The architects responded to a competition brief aimed at retaining the residential character of the townhouses by focusing on the central role of the hearth. They preserved existing fireplaces on the ground floor, as well as recesses and hearth stones in the artists' private areas on the top two storeys.
Other original details, including brickwork and concrete lintels that previously surrounded doorways, have been left in their raw state to retain a sense of the buildings' history.
"Adopting the role of architects-cum-archaeologists, Studio Octopi have created an environment which is unassuming, layered and contextual, while peeling back the layers of ornamentation and finish to expose the period craftsmanship of the buildings," said the Delfina Foundation.
Throughout the interior, glazed panels in the floors and walls create a visual connection between public and private spaces, and allow light to filter through to rooms in the centre of the building.
Separate entrances for the public and the artists lead to a reception, dining room and kitchen on the ground floor of the five-storey property.
The basement houses a gallery and workshop space, while offices and a library are located on the first floor and the artists' residences are contained on the top two floors.
Many of the spaces are updated with white walls, pale wood joinery and practical fitted cabinetry that offer a contemporary counterpoint to the grand facade and authentic detailing.
Splashes of bright colour provided by the kitchen cabinets and bathroom floor enhance the modern look of these spaces.
A small terrace located at the basement level provides an outdoor exhibition space, while a terrace on the ground floor can be accessed from the dining room.
"The scheme aims to act as a palimpsest, to retain the integrity and character of the existing buildings while simultaneously creating a series of spaces for residents, staff and visitors to use and enjoy," said architects Chris Romer-Lee and James Lowe.
Studio Octopi designed the concept at the competition stage with Egyptian office Shahira Fahmy Architects, and subsequently oversaw the £1.4 million development and construction process.

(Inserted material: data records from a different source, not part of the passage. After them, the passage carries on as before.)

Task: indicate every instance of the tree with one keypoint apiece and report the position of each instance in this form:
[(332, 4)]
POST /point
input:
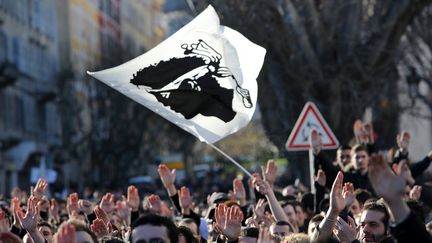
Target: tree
[(342, 55), (339, 54)]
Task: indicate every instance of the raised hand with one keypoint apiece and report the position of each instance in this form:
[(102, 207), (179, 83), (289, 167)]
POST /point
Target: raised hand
[(185, 199), (100, 229), (15, 206), (29, 220), (39, 189), (4, 222), (348, 191), (107, 203), (345, 232), (167, 176), (66, 234), (228, 221), (133, 199), (270, 172), (264, 235), (320, 178), (262, 186), (85, 206), (403, 170), (385, 183), (43, 204), (368, 129), (155, 204), (315, 141), (259, 209), (359, 133), (403, 140), (72, 203), (389, 186), (239, 191), (101, 214), (168, 179), (415, 193), (123, 210), (340, 195)]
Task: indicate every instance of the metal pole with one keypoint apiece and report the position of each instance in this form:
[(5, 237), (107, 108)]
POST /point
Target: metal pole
[(311, 170)]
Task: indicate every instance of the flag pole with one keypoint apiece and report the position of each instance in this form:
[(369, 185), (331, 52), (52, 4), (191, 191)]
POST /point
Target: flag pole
[(232, 160)]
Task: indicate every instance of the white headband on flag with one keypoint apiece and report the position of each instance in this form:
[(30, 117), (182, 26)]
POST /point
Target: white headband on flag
[(202, 78)]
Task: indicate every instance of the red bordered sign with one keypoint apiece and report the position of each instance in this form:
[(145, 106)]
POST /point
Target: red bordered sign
[(310, 118)]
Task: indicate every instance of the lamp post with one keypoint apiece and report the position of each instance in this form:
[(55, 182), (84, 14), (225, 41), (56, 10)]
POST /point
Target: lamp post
[(413, 80)]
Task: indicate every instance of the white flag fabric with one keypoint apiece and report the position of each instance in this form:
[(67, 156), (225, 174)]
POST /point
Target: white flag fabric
[(202, 78)]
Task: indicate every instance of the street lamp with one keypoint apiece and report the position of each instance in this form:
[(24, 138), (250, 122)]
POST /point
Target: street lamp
[(413, 80)]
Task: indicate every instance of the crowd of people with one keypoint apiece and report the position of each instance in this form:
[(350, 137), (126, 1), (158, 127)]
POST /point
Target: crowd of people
[(362, 196)]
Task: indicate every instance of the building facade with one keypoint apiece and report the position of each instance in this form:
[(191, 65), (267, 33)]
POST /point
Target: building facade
[(29, 62)]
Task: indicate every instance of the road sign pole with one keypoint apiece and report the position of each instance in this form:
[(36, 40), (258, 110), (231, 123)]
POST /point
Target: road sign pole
[(311, 170)]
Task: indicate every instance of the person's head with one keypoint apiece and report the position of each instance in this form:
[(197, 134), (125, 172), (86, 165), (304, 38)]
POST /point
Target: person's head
[(249, 235), (354, 208), (83, 233), (297, 237), (47, 231), (300, 213), (313, 223), (289, 209), (308, 203), (27, 239), (186, 235), (191, 225), (343, 155), (8, 237), (360, 158), (374, 221), (362, 195), (280, 229), (153, 227)]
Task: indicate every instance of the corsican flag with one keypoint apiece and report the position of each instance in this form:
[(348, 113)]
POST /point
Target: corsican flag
[(202, 78)]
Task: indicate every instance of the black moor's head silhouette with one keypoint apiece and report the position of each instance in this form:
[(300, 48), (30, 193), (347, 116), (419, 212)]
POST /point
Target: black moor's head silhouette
[(188, 84)]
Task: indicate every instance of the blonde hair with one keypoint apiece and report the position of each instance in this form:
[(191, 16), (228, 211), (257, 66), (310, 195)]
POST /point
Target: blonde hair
[(296, 238)]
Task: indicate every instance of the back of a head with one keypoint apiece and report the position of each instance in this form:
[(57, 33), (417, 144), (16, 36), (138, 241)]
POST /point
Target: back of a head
[(8, 237), (362, 195), (296, 238), (379, 206), (156, 220), (358, 148), (187, 234)]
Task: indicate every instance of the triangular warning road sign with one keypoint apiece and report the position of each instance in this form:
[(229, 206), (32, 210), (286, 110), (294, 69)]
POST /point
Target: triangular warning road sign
[(310, 118)]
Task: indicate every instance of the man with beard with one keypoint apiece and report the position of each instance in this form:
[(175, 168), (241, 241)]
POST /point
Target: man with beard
[(374, 222)]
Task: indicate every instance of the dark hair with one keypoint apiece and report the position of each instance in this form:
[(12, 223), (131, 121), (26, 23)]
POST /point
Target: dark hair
[(307, 202), (189, 221), (358, 148), (187, 233), (80, 226), (284, 223), (316, 218), (293, 203), (417, 208), (362, 195), (156, 220), (43, 223), (250, 232), (344, 147), (378, 205)]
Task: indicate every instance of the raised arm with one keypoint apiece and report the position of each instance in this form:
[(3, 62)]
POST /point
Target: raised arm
[(275, 207), (340, 197), (391, 187)]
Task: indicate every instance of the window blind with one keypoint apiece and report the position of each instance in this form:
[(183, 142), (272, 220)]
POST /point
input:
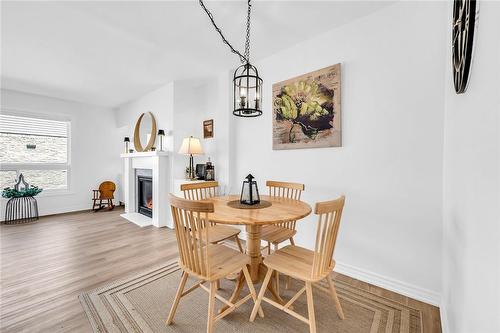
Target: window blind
[(33, 126)]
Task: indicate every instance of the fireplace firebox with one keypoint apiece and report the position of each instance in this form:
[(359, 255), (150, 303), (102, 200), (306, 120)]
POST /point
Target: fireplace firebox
[(145, 192)]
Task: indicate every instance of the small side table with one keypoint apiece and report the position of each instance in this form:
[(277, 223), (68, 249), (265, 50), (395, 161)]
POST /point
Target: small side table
[(21, 210)]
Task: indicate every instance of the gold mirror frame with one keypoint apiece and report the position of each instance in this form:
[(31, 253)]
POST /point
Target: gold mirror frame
[(152, 138)]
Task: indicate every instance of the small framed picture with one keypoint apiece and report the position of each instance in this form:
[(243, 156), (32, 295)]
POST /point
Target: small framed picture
[(208, 129)]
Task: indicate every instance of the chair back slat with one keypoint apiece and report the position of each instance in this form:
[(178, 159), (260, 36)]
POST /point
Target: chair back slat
[(285, 190), (200, 191), (106, 190), (329, 213), (190, 220)]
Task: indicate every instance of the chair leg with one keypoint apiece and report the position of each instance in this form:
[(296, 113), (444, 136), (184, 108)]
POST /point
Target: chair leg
[(277, 274), (239, 244), (310, 308), (251, 288), (338, 307), (211, 307), (177, 298), (261, 294)]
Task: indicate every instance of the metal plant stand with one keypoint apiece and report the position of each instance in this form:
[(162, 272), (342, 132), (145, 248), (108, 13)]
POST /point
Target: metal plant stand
[(21, 210)]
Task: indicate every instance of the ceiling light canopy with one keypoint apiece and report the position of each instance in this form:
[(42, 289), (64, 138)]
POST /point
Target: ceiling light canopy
[(247, 85)]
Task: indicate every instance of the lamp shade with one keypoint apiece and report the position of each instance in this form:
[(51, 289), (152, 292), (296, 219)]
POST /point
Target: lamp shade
[(191, 146)]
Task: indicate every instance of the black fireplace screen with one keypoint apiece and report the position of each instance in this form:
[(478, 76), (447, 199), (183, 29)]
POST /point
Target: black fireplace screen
[(145, 195)]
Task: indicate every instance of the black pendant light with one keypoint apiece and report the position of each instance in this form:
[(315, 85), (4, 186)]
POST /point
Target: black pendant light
[(247, 90)]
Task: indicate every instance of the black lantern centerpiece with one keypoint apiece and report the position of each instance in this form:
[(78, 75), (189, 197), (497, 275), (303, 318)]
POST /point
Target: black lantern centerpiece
[(249, 191)]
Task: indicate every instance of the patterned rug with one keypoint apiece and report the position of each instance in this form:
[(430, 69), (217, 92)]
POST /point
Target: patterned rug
[(140, 303)]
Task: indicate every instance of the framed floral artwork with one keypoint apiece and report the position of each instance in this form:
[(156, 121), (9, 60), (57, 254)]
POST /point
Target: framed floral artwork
[(306, 110)]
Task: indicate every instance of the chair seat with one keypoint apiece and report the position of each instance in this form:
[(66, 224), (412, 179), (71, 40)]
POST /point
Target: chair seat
[(294, 261), (275, 234), (218, 233), (223, 262)]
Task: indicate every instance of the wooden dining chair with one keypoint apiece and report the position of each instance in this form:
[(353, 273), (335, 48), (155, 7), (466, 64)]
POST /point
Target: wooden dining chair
[(103, 196), (306, 265), (204, 261), (281, 232), (217, 232)]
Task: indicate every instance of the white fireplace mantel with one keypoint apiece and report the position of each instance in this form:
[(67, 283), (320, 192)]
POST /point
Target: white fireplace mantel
[(158, 163)]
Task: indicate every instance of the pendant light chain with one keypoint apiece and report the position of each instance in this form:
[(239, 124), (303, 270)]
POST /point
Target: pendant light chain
[(247, 42), (243, 58)]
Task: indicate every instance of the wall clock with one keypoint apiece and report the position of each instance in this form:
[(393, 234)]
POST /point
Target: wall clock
[(463, 31)]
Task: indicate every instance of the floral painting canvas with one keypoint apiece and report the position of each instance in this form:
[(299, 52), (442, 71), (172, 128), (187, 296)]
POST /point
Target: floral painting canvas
[(306, 110)]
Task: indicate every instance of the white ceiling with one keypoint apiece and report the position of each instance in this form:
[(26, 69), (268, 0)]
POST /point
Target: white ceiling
[(108, 53)]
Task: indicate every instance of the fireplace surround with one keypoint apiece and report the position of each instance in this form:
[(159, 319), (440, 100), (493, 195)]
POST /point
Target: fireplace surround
[(153, 168), (144, 190)]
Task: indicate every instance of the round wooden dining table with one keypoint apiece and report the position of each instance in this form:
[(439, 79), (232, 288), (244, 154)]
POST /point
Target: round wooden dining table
[(253, 218)]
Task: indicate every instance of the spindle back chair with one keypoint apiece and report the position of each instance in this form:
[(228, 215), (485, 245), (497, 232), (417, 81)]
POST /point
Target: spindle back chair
[(306, 265), (281, 232), (204, 261), (207, 190)]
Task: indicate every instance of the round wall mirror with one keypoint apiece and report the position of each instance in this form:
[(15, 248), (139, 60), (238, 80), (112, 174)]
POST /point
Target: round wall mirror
[(145, 132)]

Photography is by Julien Lanoo.
Here's a press release about the project from Delfina Foundation:
Delfina Foundation opens its newly expanded building
The £1.4m redevelopment has doubled the residency capacity, increasing the number of residents at one time from four to eight, as well as creating 1,650 square feet of additional exhibition and event space. Currently located at 29 Catherine Place in an Edwardian townhouse in Victoria, the Foundation has expanded into the adjacent building, giving it a combined area total of 4,564 square feet.
Adhering to one of the core concepts of the Delfina Foundation’s history as a provider of 'homes' for artists, the architects have retained the domesticity of the two houses, exploring the significance of the hearth in a home. Across cultures and throughout history, the hearth has been an integral part of a household, becoming synonymous with notions of domesticity, and place making. Fireplaces are kept in their entirety on the lower floors, and the recesses and hearth stones are retained in the artists’ private spaces.
The designs also set out to maintain the juxtaposition of public and private spaces. The introduction of glazed panels in the floors and walls allow for their integration. Diagonal views across the buildings and through the floors expose the Foundation's ecosystem at work, as well as opening up the two buildings and bringing in more light throughout the space. With flexible artist workspaces throughout, the five-storey property boasts an expansive gallery/workshop space on the lower ground floor; reception, dining area and kitchen on the ground level; offices and library on the first, whilst the residents' quarters occupy the two top floors.
Adopting the role of architect cum archaeologists, Studio Octopi have created an environment which is unassuming, layered and contextual, while peeling back the layers of ornamentation and finish to expose the period craftsmanship of the buildings. New insertions are made with a light and considered touch, while detailing is discrete and at times whimsical.
Brickwork to the reveals of the new openings is left exposed and overhead concrete lintels retained in their natural state. By leaving materials in their raw state, a reminder of the building’s beginnings is introduced.
A sense of permanence is imbued in the two townhouses, linking the present with the past and consequently looking ahead into the building's exciting future.